The handset is available for free on a contract with Vodafone or you can buy it SIM-free on the Web for around £170.
Nokia has certainly lavished plenty of attention on the design. There are some nice touches, such as the leatherette finish on the rear, a swirly pattern gracing the pink metallic finish on the front and a fabric label on the right-hand side. The screen, which swivels through 180 degrees to open, is also a real attention grabber.
Continuing Nokia's fine tradition, the majority of the features on this handset are very easy to use. For example, texting is ace thanks to the intuitive messaging software and large, comfortable keypad.
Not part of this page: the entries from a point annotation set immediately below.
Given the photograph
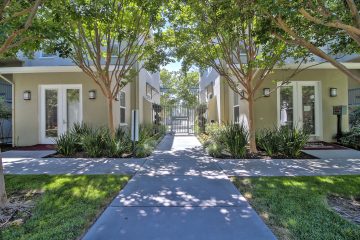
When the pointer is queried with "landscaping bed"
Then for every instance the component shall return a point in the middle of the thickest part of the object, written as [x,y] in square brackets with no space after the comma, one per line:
[55,207]
[83,141]
[306,207]
[231,141]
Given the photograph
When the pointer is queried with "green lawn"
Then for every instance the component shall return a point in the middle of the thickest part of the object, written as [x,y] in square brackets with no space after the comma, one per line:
[296,207]
[67,207]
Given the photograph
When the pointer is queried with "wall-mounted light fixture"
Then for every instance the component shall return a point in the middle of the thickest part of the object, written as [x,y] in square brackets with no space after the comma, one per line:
[92,94]
[27,95]
[333,92]
[242,94]
[266,92]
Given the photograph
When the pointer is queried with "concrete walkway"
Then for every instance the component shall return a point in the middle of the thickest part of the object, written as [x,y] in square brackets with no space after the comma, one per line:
[179,193]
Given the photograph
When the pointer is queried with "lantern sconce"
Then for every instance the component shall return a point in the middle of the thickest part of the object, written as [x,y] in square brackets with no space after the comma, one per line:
[117,97]
[92,94]
[333,92]
[242,94]
[266,92]
[27,95]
One of the benefits of the design is that when you put the phone into camera mode with the flick closed it actually feels like a real snapper. This is because you end up with the lens on the front and the screen on the rear. The 2-megapixel pictures it takes are reasonably sharp, but unfortunately there's no LED flash for shooting in low light.
The previous line of Nokia's fashion phones couldn't be expanded with more memory, but thankfully there's no such limitation here. The 7373's microSD card slot, which is located under the battery cover, can accept cards of up to 2GB in size. Nokia supplies a 128MB card as standard, but if you're going to use the phone's music player you'll probably want something a little larger.
Like skinny jeans or 6-inch heels, the flick design might look good but it's not exactly practical. The screen can be pushed either right or left to flick it open, but either way it's awkward to use and despite living with it for a week we never really got used to it.
As a music phone, the 7373 is also missing a trick. The player works with MP3 and AAC files, but it's not very easy to use. Selecting tracks is clunky and you can only create a single playlist. At least if you get fed up of the music player you can always switch to the FM radio, which has pretty good reception.
The sound quality from the built-in speaker is poor in comparison to the likes of Motorola's Razr handsets and the supplied headphones aren't much better. They sound too tinny for our liking and just aren't loud enough. In fact, the sound was so low that on Tube journeys they were often drowned out by the rumble of the carriage. Unfortunately there's no standard mini-jack adaptor supplied with the phone, so you can't swap them for your own set of cans.
The battery life could also be improved. We only got around two days of pretty average usage out of it before it gave up the ghost -- that's par for the course on smart phones, but not so hot for a less advanced handset like this one.
Nokia previous fashion phones were mostly a triumph of style of substance, and while this handset rebalances the scales somewhat, the end result is a still a pretty average phone. With so many great style phones now on the market, the 7373 struggles to make an impression. We'd happily pass over it for the likes of handset.